As media reports swirled Thursday about the prospect of Apple launching an Echo-like music speaker based on the Siri digital assistant at its Worldwide Developers Conference starting Monday, Apple instead focused on promoting revenue gains from its app business. A Thursday news release said its app developers have brought in more than $70 billion from the App Store since it launched in 2008. The App Store’s active paid subscriptions are up 58 percent year over year, and the subscription business model is available to developers across 25 app categories, Apple said. It highlighted popular apps, including Netflix and Hulu for video streaming, the mobile-first Tastemade cooking network, and photo editing apps Over and Enlight. Developers create apps for customers in 155 countries, with gaming and entertainment top-grossing categories, Apple said. Lifestyle and health and fitness apps had 70 percent growth in gross earnings in the past year, and photo and video apps jumped 90 percent during the period, it said. Downloads have grown more than 70 percent in the past 12 months, Apple said, with “hit” apps including Pokemon Go, Super Mario Run, CancerAid, Space by Thix, Zones for Training with Exercise Intensity, Vanido, Ace Tennis and Havenly, it said. The company didn't comment on reports of a Siri-based speaker.

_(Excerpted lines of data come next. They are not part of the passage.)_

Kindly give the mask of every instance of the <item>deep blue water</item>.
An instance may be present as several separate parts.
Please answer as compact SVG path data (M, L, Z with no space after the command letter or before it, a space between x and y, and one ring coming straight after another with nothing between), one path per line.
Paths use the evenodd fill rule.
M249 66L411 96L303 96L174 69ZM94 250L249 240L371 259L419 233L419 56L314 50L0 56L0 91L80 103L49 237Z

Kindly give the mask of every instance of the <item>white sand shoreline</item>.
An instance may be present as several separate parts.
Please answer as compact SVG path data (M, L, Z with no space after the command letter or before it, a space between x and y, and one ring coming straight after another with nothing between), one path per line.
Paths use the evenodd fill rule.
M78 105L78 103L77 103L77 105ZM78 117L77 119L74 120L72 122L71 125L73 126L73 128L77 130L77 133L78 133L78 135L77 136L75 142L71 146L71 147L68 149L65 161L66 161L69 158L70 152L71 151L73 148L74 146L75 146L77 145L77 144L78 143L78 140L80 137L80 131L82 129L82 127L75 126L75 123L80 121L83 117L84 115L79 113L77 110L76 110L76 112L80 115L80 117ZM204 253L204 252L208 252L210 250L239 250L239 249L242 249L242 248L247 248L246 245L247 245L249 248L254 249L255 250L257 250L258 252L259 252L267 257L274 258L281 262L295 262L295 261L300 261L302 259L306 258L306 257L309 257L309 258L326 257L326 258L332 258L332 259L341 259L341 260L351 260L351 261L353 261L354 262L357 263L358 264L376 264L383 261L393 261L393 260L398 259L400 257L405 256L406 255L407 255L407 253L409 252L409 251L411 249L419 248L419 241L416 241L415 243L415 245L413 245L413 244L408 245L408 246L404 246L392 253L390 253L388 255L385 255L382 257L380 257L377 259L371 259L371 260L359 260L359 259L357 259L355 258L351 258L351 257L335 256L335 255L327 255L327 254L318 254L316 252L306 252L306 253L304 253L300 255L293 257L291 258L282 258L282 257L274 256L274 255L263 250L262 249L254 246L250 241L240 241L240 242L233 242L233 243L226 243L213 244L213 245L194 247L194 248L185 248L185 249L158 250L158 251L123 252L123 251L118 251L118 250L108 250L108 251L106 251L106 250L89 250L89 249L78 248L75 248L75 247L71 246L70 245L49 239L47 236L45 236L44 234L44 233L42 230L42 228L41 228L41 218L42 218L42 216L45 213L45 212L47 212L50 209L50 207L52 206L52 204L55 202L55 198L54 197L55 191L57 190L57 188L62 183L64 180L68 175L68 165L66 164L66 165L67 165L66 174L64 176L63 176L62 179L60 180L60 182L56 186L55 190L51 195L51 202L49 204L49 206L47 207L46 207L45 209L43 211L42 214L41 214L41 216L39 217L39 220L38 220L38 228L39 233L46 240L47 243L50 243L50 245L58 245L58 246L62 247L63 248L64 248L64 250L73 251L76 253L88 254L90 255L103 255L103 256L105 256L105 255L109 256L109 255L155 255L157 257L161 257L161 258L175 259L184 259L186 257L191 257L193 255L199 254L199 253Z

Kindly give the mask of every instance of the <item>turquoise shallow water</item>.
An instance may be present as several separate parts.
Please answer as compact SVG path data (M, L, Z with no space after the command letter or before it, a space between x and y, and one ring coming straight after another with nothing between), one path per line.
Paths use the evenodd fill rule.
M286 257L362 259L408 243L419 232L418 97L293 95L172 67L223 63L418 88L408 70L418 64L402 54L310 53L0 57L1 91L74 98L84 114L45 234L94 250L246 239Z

The National Institute of Standards and Technology should morph work on how to effectively measure use of the Cybersecurity Framework into development of “an analytical tool that will enable individual entities to assess their unique threats on a monetized basis,” Internet Security Alliance CEO Larry Clinton blogged. NIST has been working with stakeholders on a proposed v1.1 update including metric language aimed at starting a conversation (see 1701100084). Stakeholders urged the agency to be cautious (see 1704110045 and 1705160072). NIST should develop a tool to help entities “assess which elements of the [framework] will be most cost-effective in addressing them” rather than identify “which elements of the [framework] are cost-effective in general,” Clinton said Wednesday: Use of the framework “is effective, but exactly what elements” are effective “and the degree of effectiveness likely changes from organization to organization based a number of variables such as size, sector, culture and business plan."